Earlier ideas revolved around teaching students methods for calculation and how to solve equation, believing that this would make students qualified to face the real world. "But it's only in the classroom that you are given an equation."
Needless to say, standard methods are important and must be taught in the classroom, but Højgaard believes it is equally important to give students some freedom to make use of their knowledge in different scenarios. Not only by solving examples with the method taught on the previous page of the textbook.
A typical math problem in middle school could look like this: A toothpaste tube contains 100 milliliters. Every time you brush your teeth you need half a milliliter. Tom, Dick and their two sons all brush their teeth twice a day. How many tubes do they need a year?
Reality is seldom so straight-forward. Højgaard has put forward ideas on how to train students to discuss problems relating to mathematics and come up with their own formulas relating to their surroundings and the community as a whole.
For instance a teacher could in class pose the question: How many tubes of toothpaste do you think a family uses per year?
Students discuss it amongst themselves and in doing so come across the variables that are hidden in the question.
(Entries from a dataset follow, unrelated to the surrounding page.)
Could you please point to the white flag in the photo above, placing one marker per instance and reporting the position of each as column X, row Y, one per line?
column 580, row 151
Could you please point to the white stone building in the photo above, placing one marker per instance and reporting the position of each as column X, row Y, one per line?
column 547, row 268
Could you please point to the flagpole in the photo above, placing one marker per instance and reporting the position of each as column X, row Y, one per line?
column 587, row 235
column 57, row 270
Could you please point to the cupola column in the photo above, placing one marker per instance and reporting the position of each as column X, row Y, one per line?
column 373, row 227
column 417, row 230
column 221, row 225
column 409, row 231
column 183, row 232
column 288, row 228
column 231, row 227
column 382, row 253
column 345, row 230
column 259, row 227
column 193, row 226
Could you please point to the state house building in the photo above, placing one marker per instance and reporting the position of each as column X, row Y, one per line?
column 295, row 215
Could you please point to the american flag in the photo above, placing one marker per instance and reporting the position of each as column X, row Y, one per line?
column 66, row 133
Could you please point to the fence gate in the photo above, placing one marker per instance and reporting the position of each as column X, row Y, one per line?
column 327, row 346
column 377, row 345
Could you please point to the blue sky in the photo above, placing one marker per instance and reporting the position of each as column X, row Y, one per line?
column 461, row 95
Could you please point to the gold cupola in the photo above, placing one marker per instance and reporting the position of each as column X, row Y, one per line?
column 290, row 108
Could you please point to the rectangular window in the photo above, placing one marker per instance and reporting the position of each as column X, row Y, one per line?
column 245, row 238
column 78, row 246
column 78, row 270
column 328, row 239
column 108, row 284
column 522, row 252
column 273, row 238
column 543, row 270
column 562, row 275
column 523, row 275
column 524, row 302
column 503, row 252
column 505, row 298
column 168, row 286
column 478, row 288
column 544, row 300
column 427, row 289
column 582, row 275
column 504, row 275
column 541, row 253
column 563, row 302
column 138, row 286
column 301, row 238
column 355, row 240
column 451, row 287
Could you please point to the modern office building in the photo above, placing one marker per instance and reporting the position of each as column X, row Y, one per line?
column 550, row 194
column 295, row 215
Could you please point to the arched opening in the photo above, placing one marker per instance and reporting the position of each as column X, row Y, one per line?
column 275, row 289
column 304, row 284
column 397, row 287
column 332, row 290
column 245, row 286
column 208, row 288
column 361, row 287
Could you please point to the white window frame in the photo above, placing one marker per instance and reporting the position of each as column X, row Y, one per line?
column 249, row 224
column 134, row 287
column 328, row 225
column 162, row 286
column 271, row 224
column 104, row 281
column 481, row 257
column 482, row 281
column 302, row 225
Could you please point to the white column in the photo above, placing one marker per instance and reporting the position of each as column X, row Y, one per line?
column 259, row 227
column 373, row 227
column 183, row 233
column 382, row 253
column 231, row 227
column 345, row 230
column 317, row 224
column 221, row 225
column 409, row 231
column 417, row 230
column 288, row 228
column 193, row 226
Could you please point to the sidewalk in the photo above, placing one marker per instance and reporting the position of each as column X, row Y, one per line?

How big is the family? What is the size of a toothpaste tube? How often do family members brush their teeth and how on Earth do I measure the amount of toothpaste people use each time?
The assumptions themselves do not really matter, only that students become aware of how they relate to the answer of the question. After some thought the students agree on the answer.
The amount of tubes used by a family (y) can be described by the equation:
y = 365*f*b*a/s
where f denotes the number of family members, b denotes the number of times each person brushes their teeth per day, a denotes the amount of toothpaste used each time, and s is the size of the tube.
Given the original assumptions, the family of four will use 14.6 tubes per year, but readers can entertain themselves by inserting relevant values for their own family into the equation.
4.7 is the amount of tubes the reporter believes his home, consisting of himself alone, uses per year. mbl.is/Jim Smart
Højgaard admits that those methods are trickier for teachers and perhaps that explains why traditional methods of teaching mathematics have ruled classrooms all over the world for so long. "If you teach traditional methods then the teacher is by far the expert compared to the student, so the risk of you as a teacher being taken by surprise or the students doing something you didn't expect are low," Højgaard says.
On the other hand teachers that ask their pupils to come up with their own ways of solving a problem and tell them they will follow along the way, must be prepared for things to take an unexpected turn. "Maybe they do something you don't expect and wouldn't have done yourself and you've got to cope with the feeling that you're not in charge. This is challenging for teachers because they are not used to being put in that situation."